Взрослые мужики за тридцать, писали домой, что трудятся на вахте, что производство отправило их на учебу, что, наконец, служат по контракту в какой-нибудь подмосковной части. Их письма не шли полевой почтой, их увозили на большую землю отслужившие, а там сбрасывали в почтовые ящики в каком-нибудь мирном городе. У некоторых были даже «свои» фальшивые адреса в Новосибирске, в Моздоке, Москве. Этих примеров сотни.
Мы не умели рассказывать о войне, не делали из себя героев. Там, в наших домах, это было ненужно. Это было так страшно — послать туда хоть слово о том, что здесь происходит. Мы ведь переживали за своих мам, жен и детей. Мы ведь хотели, чтобы они никогда ничего не узнали…
Не убирайте глаз, не закрывайте этот лист! Эта боль должна коснуться каждого! Пусть все услышат, как мы плакали, как страдали, как умирали здесь в самом начале двадцать первого века! Как ждали тот день, когда увидим своих родных!
…Мы ведь думали о них каждую минуту, подарки для них готовили.
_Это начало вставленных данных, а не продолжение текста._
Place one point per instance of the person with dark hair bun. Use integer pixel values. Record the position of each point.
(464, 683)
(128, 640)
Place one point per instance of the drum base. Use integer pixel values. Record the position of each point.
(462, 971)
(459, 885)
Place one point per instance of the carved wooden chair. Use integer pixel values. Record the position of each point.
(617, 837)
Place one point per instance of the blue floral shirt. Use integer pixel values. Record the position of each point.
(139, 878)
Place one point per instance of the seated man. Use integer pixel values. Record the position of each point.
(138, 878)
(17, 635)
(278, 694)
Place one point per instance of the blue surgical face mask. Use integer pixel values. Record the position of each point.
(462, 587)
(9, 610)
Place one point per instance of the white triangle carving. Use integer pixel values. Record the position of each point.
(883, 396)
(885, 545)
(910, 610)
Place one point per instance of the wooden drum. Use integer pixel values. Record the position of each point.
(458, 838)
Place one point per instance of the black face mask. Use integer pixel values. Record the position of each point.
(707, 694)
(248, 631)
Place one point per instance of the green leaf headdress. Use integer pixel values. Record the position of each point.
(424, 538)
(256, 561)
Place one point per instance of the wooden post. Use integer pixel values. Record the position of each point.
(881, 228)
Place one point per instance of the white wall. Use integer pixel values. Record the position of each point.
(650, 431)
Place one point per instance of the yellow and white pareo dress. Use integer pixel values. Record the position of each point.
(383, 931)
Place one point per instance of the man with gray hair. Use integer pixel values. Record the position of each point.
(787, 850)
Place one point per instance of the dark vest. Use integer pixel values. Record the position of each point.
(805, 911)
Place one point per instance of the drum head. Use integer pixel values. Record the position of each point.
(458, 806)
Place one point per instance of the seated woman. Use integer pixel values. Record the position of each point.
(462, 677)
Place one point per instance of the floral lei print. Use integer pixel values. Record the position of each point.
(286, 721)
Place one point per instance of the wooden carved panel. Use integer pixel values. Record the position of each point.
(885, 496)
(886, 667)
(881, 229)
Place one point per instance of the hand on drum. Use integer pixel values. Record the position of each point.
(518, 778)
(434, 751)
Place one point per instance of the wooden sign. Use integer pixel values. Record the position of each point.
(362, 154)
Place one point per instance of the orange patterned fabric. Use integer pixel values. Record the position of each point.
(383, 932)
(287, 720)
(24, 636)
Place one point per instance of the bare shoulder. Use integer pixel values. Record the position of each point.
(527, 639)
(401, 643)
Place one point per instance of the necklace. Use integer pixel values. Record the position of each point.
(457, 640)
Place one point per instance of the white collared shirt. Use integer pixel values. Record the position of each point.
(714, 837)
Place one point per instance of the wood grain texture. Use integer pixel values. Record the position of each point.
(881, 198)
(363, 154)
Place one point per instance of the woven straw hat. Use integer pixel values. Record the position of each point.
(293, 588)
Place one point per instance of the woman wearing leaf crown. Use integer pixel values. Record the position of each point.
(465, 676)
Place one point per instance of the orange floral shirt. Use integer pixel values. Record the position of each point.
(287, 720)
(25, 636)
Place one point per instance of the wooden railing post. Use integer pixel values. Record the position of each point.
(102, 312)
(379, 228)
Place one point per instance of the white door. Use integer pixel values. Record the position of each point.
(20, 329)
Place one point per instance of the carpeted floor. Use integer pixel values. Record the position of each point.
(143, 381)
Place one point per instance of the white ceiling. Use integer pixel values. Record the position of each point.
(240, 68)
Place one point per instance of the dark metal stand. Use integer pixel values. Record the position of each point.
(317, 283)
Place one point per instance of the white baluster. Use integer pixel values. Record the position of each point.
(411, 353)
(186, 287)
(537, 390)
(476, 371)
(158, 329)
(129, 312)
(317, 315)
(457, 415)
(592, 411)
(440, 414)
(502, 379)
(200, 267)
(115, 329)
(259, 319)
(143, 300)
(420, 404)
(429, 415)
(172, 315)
Один из наших солдат, серьезный, уже в возрасте мужик, принес с зачистки полный пакет желудей. Почистил их, повыкинул гнилые и старые, и спрятал в своих вещах. «Тебе зачем?» «Детям хочу отвезти. Природу любят. Гербарии разные собирают…» А другой сочинил матери стих. Первый раз в жизни сочинил. Хороший стих. Горький стих. Мы читали — сердце болело. Скоро он его потерял, а вспомнить заново так и не смог. «Еще же напишешь!» «Нет, не поэт я. Больше уже не напишу. Такое лишь раз бывает…»
Да, пусть они сдохнут, эти президенты, что лишали нас жизни!!!
…А еще нас здесь никто не считал за людей. Кроме слов «животные», «быдло», «дебилы», которые мы слышали больше, чем часто, были, устраиваемые офицерами, издевательства, побои, были глубокие, с ледяной по колено водой зинданы, в которых человек за одну ночь отмораживал внутренности, были открытые шантажи и вымогательства у солдат денег. Придет гуманитарная помощь — увидишь лишь открытки, конверты, иногда печенье, сало и чай. Больше ничего. Остальное: фрукты, сладости, соки, колбасы, копчености, теплые вещи, обувь… — словно и не было. У кого-то из начальства даже появилась модная манера: умываться и мыть руки только минеральной водой. В соседнем батальоне взялись за борьбу с ожирением: один котелок каши на десятерых человек. «Да вы должны быть, как гончие! Должны летать по этим горам! Вас вообще надо три раза в неделю кормить!» — орал на них командир. А вот что рассказывали солдаты: «Встанем вокруг этого котелка и на счет «Раз!» все жрать начинаем. Две-три ложки схватишь — и всё. До следующего раза».